During the past two weeks, Bozeman has seen an unprecedented amount of strange weather patterns ranging from far below zero temperatures in December, to sunny, spring-like days in early January. This phenomenon, which was at first attributed to climate change, has been revealed to be a plan by MSU faculty to decrease student enrollment.

Enrollment at MSU has become a heated topic in the past years, as the administration’s strategic plan calls for a goal of 16,000 students by 2016. Faculty are concerned the substantial increase will lead to overpopulated classrooms and decreased admission standards.

“We want students who are serious,” said Dr. Elmo Fired, an MSU professor studying water purification. “We want them to have a thirst for knowledge. Too many students are focused only on skiing and the outdoors.”

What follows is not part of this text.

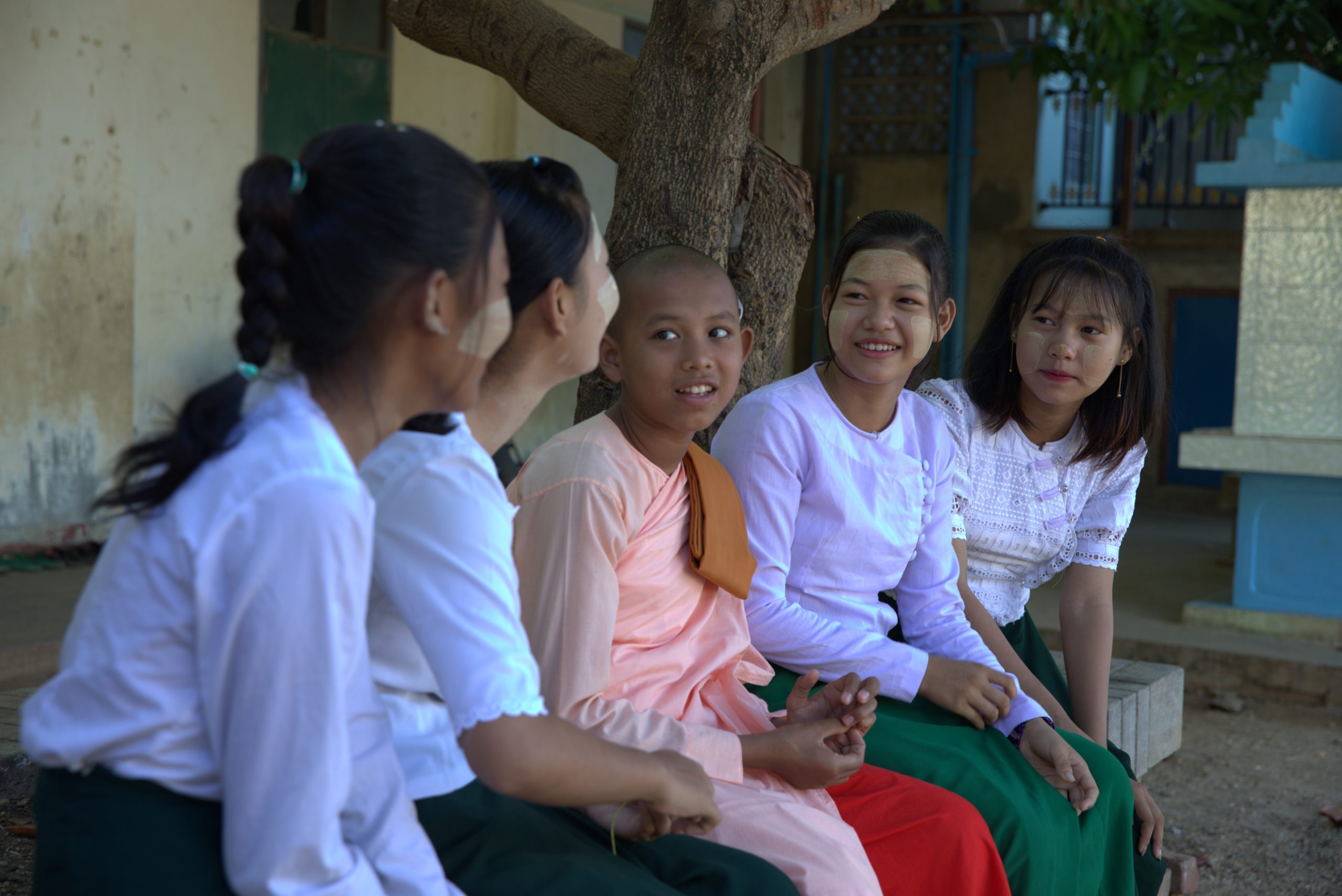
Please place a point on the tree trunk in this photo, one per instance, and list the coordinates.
(677, 123)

Citing MSU’s appeal based on it’s pleasant climate and proximity to mountains and skiing, Fired continued to explain that a large group of faculty members came together in November and decided the only way to get what they wanted was to sabotage the pleasant weather.

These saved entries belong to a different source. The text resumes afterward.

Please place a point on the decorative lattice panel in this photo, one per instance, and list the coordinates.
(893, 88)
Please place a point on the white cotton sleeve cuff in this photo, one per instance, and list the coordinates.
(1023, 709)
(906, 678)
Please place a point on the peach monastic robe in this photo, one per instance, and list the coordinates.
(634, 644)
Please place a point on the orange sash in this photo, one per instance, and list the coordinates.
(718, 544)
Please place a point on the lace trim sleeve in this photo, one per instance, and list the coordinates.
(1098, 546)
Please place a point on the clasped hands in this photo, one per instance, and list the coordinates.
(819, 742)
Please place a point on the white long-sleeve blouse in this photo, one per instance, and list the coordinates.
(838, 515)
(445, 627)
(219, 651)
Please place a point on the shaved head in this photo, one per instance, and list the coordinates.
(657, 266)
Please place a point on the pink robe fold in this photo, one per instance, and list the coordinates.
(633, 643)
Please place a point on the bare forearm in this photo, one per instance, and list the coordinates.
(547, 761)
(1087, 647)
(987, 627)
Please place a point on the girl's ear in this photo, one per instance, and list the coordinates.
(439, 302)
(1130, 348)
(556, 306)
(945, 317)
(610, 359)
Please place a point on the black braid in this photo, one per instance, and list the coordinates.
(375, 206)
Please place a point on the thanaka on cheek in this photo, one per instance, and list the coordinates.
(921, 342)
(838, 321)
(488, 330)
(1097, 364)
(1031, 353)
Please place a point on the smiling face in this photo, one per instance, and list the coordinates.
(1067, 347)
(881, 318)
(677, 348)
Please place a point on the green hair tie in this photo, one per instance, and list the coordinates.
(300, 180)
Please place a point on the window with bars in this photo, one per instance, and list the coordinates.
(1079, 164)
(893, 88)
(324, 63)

“We thought about actually talking to the administration to solve our problems,” Faculty Senate President Sandy Storm said. “But in the end, we decided it would be simpler to just ice out the unwanted students.”

“All in all, it wasn’t hard to go underground and build a weather machine,” Storm said.  “With all our different disciplines coming together, it was a breeze to go from idea to implementation.”

However, driving students away has been harder than the faculty predicted. “In December we tried to freeze them out by inducing frigid temperatures, but that just made the skiers happy,” Fired said. “Now we’re trying unseasonably warm weather, and of course all the students from California are elated. We really can’t win.”

Storm noted the faculty is willing to implement more extreme weather—including sleet, hail, ice storms, fire storms and sharknados — to reach their goal of “1,000 students, maybe 2,000 at most.”

“Look, we know the administration is happy with the influx of students and we don’t want to rain on their parade,” Fired said. “But at this point we are so frustrated that we would legitimately consider making it rain on a parade.”

The administration has criticized the tactics, saying though they appreciate the innovation of the faculty, using the machine is “reprehensible.” However it was announced Tuesday the administration plans to go further underground to build their own weather machine. According to an MSU spokesman, they “hope they can attract more students by crafting perfect weather patterns.” The spokesman declined to say where the administration got the idea from.

In regards to the soon-to-be clashing machines, a frazled-looking Chief Bozeman Meteorologist Sunny McCloud said, “we really have no idea what to expect, but I only see this going poorly.”